Menurut laporan Global S&P pada Mei 2023, Indeks PMI (Purchasing Manager’s Index) Manufaktur Indonesia mencapai 52,7 poin pada April 2023, meningkat dari 51,9 poin pada Maret 2022, dengan poin 50,0 sebagai ambang batas yang memisahkan kontraksi dari ekspansi industri manufaktur.
PMI manufaktur Indonesia secara mengejutkan mampu melampaui Singapura (49,7), China (49,5), Jepang (49,5), Malaysia (48,8), Korea Selatan (48,1), dan Vietnam (46,7). Bahkan PMI manufaktur Indonesia mampu melampaui rata-rata dunia yang sebesar 49,6.
Sementara itu, tren ekspansif juga ditunjukkan beberapa negara lain, yaitu Thailand (60,4), Filipina (51,4) dan Amerika Serikat (50,5).
Sektor manufaktur nasional secara konsisten menunjukkan tren ekspansif selama 20 bulan berturut-turut di tengah ketidakpastian dan dinamika perekonomian global.
Pertumbuhan yang kuat ini didorong oleh lonjakan permintaan baru, serta peningkatan signifikan dalam pembelian barang manufaktur dan inventaris pra-produksi sejak Desember 2021.
Dampak positifnya terlihat pada tingkat penciptaan lapangan kerja yang mencapai puncaknya dalam lima bulan terakhir.

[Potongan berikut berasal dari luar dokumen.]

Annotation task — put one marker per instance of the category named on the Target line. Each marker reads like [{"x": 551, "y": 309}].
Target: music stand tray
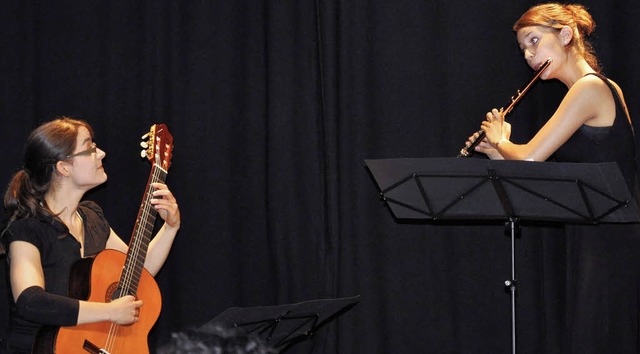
[
  {"x": 477, "y": 189},
  {"x": 281, "y": 326}
]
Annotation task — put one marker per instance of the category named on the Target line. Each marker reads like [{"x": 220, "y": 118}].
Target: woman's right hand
[{"x": 125, "y": 310}]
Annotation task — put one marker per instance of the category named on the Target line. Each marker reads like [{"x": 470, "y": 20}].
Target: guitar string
[
  {"x": 126, "y": 281},
  {"x": 157, "y": 176}
]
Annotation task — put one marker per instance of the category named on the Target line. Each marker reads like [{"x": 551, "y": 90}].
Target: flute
[{"x": 466, "y": 151}]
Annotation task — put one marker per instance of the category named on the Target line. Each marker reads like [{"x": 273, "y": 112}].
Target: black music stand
[
  {"x": 282, "y": 326},
  {"x": 452, "y": 188}
]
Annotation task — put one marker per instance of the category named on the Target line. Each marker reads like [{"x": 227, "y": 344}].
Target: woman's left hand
[
  {"x": 495, "y": 128},
  {"x": 166, "y": 204}
]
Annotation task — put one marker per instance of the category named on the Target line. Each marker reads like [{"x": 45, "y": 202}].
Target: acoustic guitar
[{"x": 112, "y": 274}]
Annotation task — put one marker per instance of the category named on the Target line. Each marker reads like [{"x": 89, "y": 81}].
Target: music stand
[
  {"x": 281, "y": 326},
  {"x": 452, "y": 188}
]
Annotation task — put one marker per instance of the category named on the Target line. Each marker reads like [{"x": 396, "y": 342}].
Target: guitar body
[{"x": 104, "y": 276}]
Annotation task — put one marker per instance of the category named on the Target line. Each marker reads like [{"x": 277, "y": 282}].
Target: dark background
[{"x": 273, "y": 106}]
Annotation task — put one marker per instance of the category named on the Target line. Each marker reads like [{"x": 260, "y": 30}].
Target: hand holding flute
[{"x": 500, "y": 130}]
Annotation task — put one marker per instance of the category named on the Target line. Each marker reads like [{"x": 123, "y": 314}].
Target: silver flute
[{"x": 477, "y": 137}]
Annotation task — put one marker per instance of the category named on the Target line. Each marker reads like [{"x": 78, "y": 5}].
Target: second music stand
[{"x": 451, "y": 188}]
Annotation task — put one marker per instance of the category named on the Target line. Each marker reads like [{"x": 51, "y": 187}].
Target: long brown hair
[
  {"x": 555, "y": 15},
  {"x": 49, "y": 143}
]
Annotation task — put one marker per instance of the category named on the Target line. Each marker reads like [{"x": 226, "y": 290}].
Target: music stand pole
[
  {"x": 512, "y": 228},
  {"x": 450, "y": 188}
]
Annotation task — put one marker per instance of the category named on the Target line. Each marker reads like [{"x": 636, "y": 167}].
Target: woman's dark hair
[{"x": 49, "y": 143}]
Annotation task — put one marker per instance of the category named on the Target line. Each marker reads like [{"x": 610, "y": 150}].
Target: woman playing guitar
[{"x": 50, "y": 228}]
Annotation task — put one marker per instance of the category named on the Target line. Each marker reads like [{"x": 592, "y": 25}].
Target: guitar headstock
[{"x": 157, "y": 146}]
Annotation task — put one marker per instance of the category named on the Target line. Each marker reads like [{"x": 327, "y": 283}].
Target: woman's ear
[
  {"x": 566, "y": 34},
  {"x": 63, "y": 168}
]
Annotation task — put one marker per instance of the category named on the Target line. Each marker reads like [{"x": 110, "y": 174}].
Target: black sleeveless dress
[{"x": 603, "y": 261}]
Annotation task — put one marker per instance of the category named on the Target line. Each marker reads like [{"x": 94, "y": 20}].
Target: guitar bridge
[{"x": 92, "y": 348}]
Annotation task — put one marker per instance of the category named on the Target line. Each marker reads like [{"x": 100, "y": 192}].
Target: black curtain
[{"x": 273, "y": 106}]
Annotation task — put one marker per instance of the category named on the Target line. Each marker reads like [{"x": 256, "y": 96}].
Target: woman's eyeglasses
[{"x": 89, "y": 151}]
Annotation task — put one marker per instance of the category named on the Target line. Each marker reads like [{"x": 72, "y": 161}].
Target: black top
[
  {"x": 59, "y": 250},
  {"x": 615, "y": 143}
]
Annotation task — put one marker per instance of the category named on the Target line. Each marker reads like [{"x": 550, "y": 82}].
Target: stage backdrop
[{"x": 273, "y": 106}]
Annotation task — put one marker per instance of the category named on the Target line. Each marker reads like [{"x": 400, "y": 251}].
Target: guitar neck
[{"x": 141, "y": 236}]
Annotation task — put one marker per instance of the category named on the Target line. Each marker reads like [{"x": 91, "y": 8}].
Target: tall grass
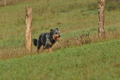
[
  {"x": 98, "y": 61},
  {"x": 73, "y": 18}
]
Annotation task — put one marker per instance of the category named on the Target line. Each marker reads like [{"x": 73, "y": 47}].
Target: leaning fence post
[
  {"x": 101, "y": 30},
  {"x": 28, "y": 35}
]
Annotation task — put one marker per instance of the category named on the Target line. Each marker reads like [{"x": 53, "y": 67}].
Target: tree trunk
[
  {"x": 28, "y": 29},
  {"x": 101, "y": 31}
]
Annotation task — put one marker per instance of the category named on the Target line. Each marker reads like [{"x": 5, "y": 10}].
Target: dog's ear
[{"x": 51, "y": 29}]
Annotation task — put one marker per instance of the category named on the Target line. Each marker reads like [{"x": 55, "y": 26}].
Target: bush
[{"x": 109, "y": 5}]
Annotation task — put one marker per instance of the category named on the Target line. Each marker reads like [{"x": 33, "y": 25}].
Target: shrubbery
[{"x": 109, "y": 5}]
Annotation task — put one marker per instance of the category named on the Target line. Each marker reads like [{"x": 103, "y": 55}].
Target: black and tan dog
[{"x": 46, "y": 40}]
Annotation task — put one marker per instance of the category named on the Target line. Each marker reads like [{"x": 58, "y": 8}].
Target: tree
[{"x": 101, "y": 30}]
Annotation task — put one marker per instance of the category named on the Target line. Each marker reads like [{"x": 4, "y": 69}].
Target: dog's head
[{"x": 55, "y": 33}]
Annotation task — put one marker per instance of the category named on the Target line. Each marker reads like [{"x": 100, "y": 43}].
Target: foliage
[
  {"x": 110, "y": 5},
  {"x": 87, "y": 62}
]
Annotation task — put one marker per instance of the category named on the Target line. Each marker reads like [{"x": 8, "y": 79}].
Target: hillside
[
  {"x": 98, "y": 61},
  {"x": 79, "y": 55}
]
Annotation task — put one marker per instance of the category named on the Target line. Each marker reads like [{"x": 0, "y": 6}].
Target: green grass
[
  {"x": 98, "y": 61},
  {"x": 73, "y": 59}
]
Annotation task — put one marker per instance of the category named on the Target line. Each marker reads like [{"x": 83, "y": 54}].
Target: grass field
[
  {"x": 99, "y": 61},
  {"x": 79, "y": 55}
]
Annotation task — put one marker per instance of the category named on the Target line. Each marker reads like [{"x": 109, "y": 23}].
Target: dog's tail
[{"x": 35, "y": 42}]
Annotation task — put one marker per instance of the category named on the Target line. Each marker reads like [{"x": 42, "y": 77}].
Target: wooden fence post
[
  {"x": 5, "y": 3},
  {"x": 28, "y": 36},
  {"x": 101, "y": 31}
]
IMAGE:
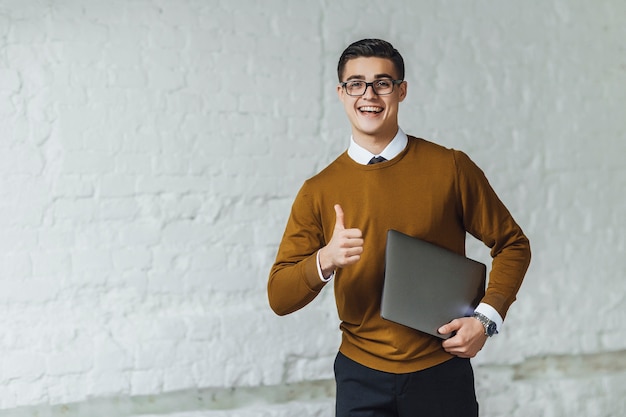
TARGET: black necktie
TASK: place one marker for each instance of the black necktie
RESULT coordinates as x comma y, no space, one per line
376,160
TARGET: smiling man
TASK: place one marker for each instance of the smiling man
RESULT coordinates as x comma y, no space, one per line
337,229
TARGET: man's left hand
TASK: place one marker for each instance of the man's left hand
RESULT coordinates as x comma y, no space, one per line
469,339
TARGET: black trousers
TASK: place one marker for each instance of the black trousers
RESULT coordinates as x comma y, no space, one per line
445,390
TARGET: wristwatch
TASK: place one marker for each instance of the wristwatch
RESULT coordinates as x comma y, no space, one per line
490,326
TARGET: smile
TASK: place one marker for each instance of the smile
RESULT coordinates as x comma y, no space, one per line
370,109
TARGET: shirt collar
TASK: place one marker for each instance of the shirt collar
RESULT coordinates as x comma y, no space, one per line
363,156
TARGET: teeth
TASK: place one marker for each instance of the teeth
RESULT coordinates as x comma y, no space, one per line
371,109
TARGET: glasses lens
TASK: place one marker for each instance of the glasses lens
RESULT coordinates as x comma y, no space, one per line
384,86
355,88
381,87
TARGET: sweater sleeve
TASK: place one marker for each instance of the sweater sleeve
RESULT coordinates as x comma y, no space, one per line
486,218
294,279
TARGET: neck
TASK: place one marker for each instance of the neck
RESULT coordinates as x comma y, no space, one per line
374,143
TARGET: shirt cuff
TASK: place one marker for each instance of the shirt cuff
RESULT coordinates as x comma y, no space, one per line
490,313
319,270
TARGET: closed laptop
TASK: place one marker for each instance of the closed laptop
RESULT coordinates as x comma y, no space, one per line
427,286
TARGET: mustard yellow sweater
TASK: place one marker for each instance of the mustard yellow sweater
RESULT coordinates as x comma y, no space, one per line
427,191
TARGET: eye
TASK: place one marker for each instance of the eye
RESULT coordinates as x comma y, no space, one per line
355,84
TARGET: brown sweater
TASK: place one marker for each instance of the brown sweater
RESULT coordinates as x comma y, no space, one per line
427,191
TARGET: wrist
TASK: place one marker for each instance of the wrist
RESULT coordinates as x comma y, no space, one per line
489,325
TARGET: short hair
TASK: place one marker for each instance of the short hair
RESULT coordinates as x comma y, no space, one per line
377,48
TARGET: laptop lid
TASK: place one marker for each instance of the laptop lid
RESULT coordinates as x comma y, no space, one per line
427,286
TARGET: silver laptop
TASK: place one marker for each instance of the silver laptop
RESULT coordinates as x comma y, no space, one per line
427,286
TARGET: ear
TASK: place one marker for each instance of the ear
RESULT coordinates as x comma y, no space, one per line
403,89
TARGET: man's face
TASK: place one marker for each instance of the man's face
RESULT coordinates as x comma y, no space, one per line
373,117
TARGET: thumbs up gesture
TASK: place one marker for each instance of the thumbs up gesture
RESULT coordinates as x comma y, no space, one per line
345,246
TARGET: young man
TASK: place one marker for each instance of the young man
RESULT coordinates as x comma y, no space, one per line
337,232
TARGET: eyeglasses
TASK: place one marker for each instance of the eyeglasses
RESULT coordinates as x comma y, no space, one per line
381,87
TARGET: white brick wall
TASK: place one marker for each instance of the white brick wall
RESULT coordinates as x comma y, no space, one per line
150,152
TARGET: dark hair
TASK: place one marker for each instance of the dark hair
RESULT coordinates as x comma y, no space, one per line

Selain itu, inflasi biaya input pada April 2023 relatif stabil, hanya sebesar 1,1 persen. Ini merupakan tingkat inflasi biaya input terendah sejak November 2020.
Meskipun demikian, biaya produksi mengalami kenaikan tipis sebesar 0,1 persen, dipengaruhi naiknya biaya tenaga kerja dan harga energi.
Walaupun terjadi kenaikan, tingkat inflasi biaya produksi tetap relatif rendah, yaitu sebesar 2,1 persen, yang mencatatkan level terendah dalam 28 bulan terakhir.
Namun, ekspor manufaktur Indonesia turun 1,9 pada April 2023 dibandingkan bulan sebelumnya. Penurunan ini disebabkan lemahnya permintaan dari luar negeri, terutama dari China, karena permintaannya akan produk Indonesia menurun dalam beberapa bulan terakhir.
Secara keseluruhan, pertumbuhan output yang kuat, penciptaan lapangan kerja yang meningkat, dan stabilitas inflasi biaya input merupakan bukti nyata kemajuan sektor manufaktur.
Jika lajur ekspansif sektor ini tetap konsisten ke depan, bukan tidak mungkin Indonesia mampu membalikkan tren dan terlepas dari deindustrialisasi dini.
Maka, meskipun sektor ini menunjukkan pertumbuhan positif, tidak boleh diabaikan tantangan deindustrialisasi dini yang dapat menghambat pertumbuhan jangka panjang industri.
Menurut Rodrik (2016), deindustrialisasi dini terjadi ketika sektor manufaktur mengalami penyusutan lebih awal, baik dalam proporsi pekerja, nilai tambah, maupun output sektoral, bahkan sebelum mencapai tingkat pendapatan dan perkembangan ekonomi yang lebih maju.